A device that decompresses the lower spine while the wearer is seated or standing. The device includes two belt-shaped straps. The first strap circles the upper torso just below the breast line. The second strap circles the waist at or slightly above the normal belt line riding on the hip. In the present invention, the lower strap can be a normal belt. The straps can be equipped with pockets that are aligned along the upper edge of the upper strap and the lower edge of the lower strap designed to receive and hold flat splints. Typically, two rigid flat splints extend vertically between the straps centered laterally on the left and right sides of the torso. When the device is worn, it decompresses the lower spine when the person stands or sits. In the new embodiments the flat splints are adjustable length and the pockets are horizontally moveable along the lower and upper straps and the “U”shaped end that attaches to the wearers belt is optional.

Claims

1-18. (canceled)

19. A wearable spinal decompression device comprising:

an upper flexible strap configured to encircle a wearer's upper torso;

a lower flexible strap configured to encircle the wearer's waist;

at least one continuous, adjustable-length splint extending vertically between the upper and lower straps;

and at least one horizontally moveable pocket attached to at least one of the straps using hook-and-loop fasteners, the pocket being configured to receive and retain an end of the splint.

20. The device of claim 19, wherein each splint includes a reverse-pull adjustable length mechanism secured by a hook-and-loop pull tape.

21. The device of claim 19, wherein the splints can be adjusted in length without removing the device from the body.

22. The device of claim 19, wherein each splint is removably retained in an independently horizontally movable pocket secured along the exterior surface of the strap.

23. The device of claim 19, wherein the splints can be set at differing lateral positions on the left and right sides to adjust decompression angles.

24. The device of claim 19, wherein the straps and splints are configured to be worn under clothing.

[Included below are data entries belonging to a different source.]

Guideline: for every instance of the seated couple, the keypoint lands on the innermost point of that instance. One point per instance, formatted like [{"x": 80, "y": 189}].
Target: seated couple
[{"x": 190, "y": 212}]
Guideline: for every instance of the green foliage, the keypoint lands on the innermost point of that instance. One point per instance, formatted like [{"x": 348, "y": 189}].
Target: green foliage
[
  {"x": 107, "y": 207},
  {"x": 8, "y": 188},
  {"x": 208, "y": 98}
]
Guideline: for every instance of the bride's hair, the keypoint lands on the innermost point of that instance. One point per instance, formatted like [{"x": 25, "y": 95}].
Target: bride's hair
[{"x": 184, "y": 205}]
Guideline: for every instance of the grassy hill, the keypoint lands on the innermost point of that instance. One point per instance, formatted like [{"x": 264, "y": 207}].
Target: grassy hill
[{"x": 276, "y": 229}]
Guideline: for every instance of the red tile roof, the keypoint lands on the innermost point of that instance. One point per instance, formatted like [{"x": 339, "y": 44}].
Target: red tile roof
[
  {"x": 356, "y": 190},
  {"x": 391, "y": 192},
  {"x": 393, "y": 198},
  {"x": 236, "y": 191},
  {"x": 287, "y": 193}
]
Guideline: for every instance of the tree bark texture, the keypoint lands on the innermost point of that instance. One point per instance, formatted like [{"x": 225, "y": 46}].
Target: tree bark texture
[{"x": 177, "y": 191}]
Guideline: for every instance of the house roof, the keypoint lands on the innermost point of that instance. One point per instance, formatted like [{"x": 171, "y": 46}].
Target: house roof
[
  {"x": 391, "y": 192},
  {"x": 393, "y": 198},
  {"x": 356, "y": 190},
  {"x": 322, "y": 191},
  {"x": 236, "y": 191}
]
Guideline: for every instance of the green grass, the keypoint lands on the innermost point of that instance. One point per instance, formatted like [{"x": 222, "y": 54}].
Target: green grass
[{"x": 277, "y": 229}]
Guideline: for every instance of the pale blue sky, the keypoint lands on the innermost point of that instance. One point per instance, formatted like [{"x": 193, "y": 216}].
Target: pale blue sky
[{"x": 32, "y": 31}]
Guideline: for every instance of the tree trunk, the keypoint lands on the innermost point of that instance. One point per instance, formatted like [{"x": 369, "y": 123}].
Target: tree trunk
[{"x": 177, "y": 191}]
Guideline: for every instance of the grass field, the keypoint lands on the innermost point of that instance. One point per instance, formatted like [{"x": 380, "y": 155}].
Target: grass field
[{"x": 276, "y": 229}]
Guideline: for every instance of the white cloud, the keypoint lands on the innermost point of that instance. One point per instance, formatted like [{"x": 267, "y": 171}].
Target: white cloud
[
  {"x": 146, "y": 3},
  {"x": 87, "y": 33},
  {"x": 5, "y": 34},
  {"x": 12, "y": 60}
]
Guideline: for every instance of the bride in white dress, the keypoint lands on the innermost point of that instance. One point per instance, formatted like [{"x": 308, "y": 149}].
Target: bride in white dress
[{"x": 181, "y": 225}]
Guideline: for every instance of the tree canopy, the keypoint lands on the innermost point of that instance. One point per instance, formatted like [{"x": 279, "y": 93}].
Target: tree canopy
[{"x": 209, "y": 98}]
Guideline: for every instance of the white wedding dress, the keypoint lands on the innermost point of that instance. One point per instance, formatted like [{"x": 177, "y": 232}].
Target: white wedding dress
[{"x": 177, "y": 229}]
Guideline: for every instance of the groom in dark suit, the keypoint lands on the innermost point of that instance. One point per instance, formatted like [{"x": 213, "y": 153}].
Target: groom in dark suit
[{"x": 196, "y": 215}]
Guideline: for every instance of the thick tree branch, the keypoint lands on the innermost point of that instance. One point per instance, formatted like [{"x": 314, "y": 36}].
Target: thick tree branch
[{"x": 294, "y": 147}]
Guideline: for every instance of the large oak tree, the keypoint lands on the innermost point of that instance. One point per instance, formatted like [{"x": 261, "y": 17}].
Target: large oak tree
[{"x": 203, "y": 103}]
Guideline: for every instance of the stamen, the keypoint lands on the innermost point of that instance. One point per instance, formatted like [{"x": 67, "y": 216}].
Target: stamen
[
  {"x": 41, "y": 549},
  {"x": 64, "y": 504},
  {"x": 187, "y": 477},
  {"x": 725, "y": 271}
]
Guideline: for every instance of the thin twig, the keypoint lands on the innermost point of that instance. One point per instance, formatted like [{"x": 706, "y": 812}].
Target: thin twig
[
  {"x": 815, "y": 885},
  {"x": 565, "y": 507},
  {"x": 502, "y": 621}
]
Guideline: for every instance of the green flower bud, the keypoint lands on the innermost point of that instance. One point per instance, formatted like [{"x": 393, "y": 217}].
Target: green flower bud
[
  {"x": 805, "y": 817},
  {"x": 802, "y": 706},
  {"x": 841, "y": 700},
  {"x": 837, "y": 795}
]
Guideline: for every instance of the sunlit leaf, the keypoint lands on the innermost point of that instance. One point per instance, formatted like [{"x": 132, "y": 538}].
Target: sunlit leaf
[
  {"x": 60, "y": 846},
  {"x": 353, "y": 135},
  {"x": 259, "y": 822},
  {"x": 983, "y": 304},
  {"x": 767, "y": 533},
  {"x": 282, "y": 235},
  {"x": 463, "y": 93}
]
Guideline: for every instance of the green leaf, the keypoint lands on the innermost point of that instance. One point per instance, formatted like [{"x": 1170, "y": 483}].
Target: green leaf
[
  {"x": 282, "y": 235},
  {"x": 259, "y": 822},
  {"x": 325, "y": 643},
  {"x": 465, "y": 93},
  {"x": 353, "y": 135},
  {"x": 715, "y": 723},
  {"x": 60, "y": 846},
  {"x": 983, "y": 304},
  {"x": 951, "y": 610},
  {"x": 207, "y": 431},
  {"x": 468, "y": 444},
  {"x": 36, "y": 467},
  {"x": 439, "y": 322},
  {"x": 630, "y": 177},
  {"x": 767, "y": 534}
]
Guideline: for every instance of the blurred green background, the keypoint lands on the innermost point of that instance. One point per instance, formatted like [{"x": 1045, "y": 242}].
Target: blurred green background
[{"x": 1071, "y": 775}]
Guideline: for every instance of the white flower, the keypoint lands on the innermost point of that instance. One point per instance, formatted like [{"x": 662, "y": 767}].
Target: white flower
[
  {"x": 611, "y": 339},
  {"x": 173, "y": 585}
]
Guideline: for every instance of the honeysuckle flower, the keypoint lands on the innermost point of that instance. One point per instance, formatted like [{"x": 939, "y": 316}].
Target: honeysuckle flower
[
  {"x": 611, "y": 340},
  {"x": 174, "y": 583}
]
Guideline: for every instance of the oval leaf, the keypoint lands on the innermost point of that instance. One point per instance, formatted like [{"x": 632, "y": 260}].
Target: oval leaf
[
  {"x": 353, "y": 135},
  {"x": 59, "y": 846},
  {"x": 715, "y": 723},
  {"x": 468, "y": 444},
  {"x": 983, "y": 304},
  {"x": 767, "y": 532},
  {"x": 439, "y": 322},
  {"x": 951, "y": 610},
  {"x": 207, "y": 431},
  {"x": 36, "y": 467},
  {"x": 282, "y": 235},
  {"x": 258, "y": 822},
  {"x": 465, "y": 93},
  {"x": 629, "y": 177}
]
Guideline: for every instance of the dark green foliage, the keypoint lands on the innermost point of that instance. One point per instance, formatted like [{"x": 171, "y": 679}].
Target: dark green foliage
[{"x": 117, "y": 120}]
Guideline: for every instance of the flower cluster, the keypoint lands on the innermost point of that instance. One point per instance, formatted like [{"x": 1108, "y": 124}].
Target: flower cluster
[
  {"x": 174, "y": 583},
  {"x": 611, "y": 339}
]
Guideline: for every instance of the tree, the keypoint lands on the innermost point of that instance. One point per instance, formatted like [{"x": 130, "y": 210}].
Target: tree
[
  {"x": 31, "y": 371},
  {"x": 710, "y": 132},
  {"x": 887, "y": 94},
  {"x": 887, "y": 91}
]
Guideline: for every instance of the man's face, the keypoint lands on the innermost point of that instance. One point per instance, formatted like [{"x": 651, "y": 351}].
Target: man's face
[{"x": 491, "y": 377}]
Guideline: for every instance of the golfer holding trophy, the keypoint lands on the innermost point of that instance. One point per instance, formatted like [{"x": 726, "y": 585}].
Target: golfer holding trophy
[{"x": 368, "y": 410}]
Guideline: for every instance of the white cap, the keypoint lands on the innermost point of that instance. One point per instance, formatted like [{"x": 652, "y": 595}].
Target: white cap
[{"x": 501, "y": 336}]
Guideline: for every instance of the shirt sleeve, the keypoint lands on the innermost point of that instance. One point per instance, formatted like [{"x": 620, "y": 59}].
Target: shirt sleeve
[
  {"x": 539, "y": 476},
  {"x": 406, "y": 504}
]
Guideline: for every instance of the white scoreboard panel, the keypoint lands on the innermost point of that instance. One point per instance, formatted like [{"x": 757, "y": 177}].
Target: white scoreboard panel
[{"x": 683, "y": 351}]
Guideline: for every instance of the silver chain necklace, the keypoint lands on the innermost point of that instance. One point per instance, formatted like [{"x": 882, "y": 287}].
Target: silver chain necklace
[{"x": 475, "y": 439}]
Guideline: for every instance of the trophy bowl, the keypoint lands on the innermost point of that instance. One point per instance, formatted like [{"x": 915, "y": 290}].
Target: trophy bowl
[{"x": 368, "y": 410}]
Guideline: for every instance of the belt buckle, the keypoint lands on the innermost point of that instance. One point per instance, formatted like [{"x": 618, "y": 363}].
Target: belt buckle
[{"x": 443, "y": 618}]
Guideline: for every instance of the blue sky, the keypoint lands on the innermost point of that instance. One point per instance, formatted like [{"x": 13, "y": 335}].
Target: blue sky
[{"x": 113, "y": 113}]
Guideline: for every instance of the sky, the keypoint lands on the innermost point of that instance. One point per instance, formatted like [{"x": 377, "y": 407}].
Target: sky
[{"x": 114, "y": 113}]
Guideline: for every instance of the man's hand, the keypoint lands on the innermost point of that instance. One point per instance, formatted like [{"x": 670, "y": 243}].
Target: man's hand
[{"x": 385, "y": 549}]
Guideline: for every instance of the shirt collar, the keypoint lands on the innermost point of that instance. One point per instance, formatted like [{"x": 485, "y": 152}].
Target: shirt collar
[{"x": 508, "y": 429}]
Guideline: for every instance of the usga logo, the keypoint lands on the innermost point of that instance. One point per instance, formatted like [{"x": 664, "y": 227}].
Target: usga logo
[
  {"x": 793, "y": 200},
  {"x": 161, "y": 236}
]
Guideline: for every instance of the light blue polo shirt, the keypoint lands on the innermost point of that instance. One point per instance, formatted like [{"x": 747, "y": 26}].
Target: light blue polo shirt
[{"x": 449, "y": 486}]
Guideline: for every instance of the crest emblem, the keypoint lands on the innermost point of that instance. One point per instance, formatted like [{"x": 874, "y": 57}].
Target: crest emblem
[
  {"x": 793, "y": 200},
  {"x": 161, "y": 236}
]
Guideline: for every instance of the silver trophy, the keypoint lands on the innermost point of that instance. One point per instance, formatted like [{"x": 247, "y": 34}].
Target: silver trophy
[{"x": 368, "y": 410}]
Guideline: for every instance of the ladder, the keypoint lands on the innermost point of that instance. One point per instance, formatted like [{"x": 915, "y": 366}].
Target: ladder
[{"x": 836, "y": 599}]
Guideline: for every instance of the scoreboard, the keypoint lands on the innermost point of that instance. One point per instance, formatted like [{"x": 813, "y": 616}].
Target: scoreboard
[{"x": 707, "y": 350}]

25. A method of relieving lower back pain using a wearable decompression device, comprising:

placing an upper strap around a wearer's torso below the chest;

placing a lower strap around the waist or belt-line;

inserting first and second adjustable-length splints vertically between the upper and lower straps on each side of the torso;

securing each end of the splints into horizontally movable pockets attached to the straps using hook-and-loop fasteners;

adjusting the vertical length and angle of the splints to redirect the upper body weight toward the hips, thereby decompressing the lower spine.

26. The method of claim 25, wherein the adjustable-length splints are modified using a reverse-pull mechanism.

27. The method of claim 25, wherein each splint is adjusted independently to accommodate user height or spinal asymmetry.

28. The method of claim 25, wherein the pockets and splints remain in place while the straps are rolled up for storage.